Home » Questions » Computers [ Ask a new question ]

CSV string handling

CSV string handling

"Typical way of creating a CSV string (pseudocode):

Create a CSV container object (like a StringBuilder in C#).
Loop through the strings you want to add appending a comma after each one.
After the loop, remove that last superfluous comma.

Code sample:

public string ReturnAsCSV(ContactList contactList)
{
StringBuilder sb = new StringBuilder();
foreach (Contact c in contactList)
{
sb.Append(c.Name + "","");
}

sb.Remove(sb.Length - 1, 1);
//sb.Replace("","", """", sb.Length - 1, 1)

return sb.ToString();
}

I like the idea of adding the comma by checking if the container is empty, but doesn't that mean more processing as it needs to check the length of the string on each occurrence?

I feel that there should be an easier/cleaner/more efficient way of removing that last comma. Any ideas?"

Asked by: Guest | Views: 236
Total answers/comments: 4
Guest [Entry]

"You could use LINQ to Objects:

string [] strings = contactList.Select(c => c.Name).ToArray();
string csv = string.Join("","", strings);

Obviously that could all be done in one line, but it's a bit clearer on two."
Guest [Entry]

"Your code not really compliant with full CSV format. If you are just generating CSV from data that has no commas, leading/trailing spaces, tabs, newlines or quotes, it should be fine. However, in most real-world data-exchange scenarios, you do need the full imlementation.
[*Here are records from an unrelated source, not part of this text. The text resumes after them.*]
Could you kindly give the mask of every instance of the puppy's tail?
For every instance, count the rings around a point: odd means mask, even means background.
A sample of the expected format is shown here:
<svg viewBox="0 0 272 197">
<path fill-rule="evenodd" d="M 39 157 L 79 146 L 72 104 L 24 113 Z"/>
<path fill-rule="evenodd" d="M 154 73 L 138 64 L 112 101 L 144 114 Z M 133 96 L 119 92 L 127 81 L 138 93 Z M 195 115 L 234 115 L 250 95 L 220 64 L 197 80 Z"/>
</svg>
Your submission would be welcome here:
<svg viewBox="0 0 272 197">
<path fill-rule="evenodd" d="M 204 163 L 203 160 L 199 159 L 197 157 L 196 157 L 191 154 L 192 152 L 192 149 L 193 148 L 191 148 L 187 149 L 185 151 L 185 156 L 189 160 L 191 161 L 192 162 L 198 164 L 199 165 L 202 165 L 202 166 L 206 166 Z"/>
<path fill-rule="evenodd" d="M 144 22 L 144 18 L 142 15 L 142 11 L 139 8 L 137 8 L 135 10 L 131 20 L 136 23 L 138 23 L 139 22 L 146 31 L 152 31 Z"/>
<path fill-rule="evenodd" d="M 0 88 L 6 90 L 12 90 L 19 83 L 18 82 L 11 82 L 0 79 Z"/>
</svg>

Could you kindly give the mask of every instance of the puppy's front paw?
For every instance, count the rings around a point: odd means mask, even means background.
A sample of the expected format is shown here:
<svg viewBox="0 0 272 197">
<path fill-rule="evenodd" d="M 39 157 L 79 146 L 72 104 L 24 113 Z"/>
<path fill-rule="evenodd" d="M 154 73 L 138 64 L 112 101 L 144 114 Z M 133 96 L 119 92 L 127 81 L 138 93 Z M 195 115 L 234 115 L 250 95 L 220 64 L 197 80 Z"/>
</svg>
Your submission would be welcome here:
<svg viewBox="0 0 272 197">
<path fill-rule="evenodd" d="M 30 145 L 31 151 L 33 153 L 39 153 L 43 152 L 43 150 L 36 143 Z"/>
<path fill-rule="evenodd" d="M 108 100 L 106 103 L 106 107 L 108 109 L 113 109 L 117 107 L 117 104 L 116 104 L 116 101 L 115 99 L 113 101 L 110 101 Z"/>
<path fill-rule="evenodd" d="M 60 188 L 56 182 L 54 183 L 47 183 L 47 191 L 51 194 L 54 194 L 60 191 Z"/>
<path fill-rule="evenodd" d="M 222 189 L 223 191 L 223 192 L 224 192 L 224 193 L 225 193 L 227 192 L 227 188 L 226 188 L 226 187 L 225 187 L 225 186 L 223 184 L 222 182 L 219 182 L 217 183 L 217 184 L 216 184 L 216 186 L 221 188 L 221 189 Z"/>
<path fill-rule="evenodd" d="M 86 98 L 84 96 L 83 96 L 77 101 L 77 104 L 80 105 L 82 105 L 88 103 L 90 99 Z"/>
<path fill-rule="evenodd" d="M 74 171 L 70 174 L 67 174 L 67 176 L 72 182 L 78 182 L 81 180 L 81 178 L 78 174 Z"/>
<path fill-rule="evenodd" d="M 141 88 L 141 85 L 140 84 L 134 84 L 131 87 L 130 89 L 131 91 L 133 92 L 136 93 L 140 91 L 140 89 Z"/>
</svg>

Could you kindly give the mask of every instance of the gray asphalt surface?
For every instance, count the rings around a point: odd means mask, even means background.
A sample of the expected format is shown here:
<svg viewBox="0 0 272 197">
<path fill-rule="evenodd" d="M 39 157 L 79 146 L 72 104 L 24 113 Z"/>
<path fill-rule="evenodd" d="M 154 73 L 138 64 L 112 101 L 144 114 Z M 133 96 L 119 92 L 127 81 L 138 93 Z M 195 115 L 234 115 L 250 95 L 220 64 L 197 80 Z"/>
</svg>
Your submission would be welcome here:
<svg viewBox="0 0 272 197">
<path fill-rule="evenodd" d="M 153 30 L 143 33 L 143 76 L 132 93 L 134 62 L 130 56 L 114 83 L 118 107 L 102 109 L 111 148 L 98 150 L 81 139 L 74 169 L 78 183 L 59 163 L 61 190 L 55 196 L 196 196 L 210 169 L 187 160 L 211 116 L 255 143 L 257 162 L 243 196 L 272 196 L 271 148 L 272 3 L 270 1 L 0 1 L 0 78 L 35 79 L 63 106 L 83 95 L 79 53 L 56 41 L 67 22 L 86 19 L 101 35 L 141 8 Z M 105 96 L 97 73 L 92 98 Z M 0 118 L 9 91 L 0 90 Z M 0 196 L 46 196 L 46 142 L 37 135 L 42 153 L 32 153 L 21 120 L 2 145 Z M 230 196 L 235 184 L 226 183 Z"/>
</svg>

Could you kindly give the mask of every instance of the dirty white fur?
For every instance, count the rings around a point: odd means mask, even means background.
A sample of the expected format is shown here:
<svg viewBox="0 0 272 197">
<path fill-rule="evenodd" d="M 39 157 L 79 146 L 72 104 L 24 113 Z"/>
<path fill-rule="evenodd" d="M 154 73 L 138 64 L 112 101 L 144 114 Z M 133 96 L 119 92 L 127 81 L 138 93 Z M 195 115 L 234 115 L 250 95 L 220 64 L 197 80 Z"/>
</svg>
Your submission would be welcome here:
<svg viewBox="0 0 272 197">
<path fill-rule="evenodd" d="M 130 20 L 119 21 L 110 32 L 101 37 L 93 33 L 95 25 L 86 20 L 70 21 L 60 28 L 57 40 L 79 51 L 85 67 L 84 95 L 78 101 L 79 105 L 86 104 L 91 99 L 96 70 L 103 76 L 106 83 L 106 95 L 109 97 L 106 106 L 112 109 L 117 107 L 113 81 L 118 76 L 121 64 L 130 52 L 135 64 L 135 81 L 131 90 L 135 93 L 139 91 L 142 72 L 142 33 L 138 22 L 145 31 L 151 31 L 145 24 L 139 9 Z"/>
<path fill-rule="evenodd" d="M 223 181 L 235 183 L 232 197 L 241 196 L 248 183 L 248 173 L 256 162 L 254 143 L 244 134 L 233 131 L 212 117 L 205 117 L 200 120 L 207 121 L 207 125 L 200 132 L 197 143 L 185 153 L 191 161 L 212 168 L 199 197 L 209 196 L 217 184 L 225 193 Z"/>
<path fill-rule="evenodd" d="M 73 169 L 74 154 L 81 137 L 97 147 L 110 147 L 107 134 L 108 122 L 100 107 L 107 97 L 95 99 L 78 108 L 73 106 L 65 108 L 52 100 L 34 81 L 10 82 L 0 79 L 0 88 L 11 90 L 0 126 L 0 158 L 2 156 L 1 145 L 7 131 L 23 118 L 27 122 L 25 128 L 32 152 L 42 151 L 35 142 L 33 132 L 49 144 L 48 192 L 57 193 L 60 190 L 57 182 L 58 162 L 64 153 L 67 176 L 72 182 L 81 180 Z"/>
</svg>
For generation to proper CSV, you can use this:

public static String EncodeCsvLine(params String[] fields)
{
StringBuilder line = new StringBuilder();

for (int i = 0; i < fields.Length; i++)
{
if (i > 0)
{
line.Append(DelimiterChar);
}

String csvField = EncodeCsvField(fields[i]);
line.Append(csvField);
}

return line.ToString();
}

static String EncodeCsvField(String field)
{
StringBuilder sb = new StringBuilder();
sb.Append(field);

// Some fields with special characters must be embedded in double quotes
bool embedInQuotes = false;

// Embed in quotes to preserve leading/tralining whitespace
if (sb.Length > 0 &&
(sb[0] == ' ' ||
sb[0] == '\t' ||
sb[sb.Length-1] == ' ' ||
sb[sb.Length-1] == '\t' ))
{
embedInQuotes = true;
}

for (int i = 0; i < sb.Length; i++)
{
// Embed in quotes to preserve: commas, line-breaks etc.
if (sb[i] == DelimiterChar ||
sb[i]=='\r' ||
sb[i]=='\n' ||
sb[i] == '""')
{
embedInQuotes = true;
break;
}
}

// If the field itself has quotes, they must each be represented
// by a pair of consecutive quotes.
sb.Replace(""\"""", ""\""\"""");

String rv = sb.ToString();

if (embedInQuotes)
{
rv = ""\"""" + rv + ""\"""";
}

return rv;
}

Might not be world's most efficient code, but it has been tested. Real world sucks compared to quick sample code :)"
Guest [Entry]

"Why not use one of the open source CSV libraries out there?

I know it sounds like overkill for something that appears so simple, but as you can tell by the comments and code snippets, there's more than meets the eye. In addition to handling full CSV compliance, you'll eventually want to handle both reading and writing CSVs... and you may want file manipulation.

I've used Open CSV on one of my projects before (but there are plenty of others to choose from). It certainly made my life easier. ;)"
Guest [Entry]

"Don't forget our old friend ""for"". It's not as nice-looking as foreach but it has the advantage of being able to start at the second element.

public string ReturnAsCSV(ContactList contactList)
{
if (contactList == null || contactList.Count == 0)
return string.Empty;

StringBuilder sb = new StringBuilder(contactList[0].Name);

for (int i = 1; i < contactList.Count; i++)
{
sb.Append("","");
sb.Append(contactList[i].Name);
}

return sb.ToString();
}

You could also wrap the second Append in an ""if"" that tests whether the Name property contains a double-quote or a comma, and if so, escape them appropriately."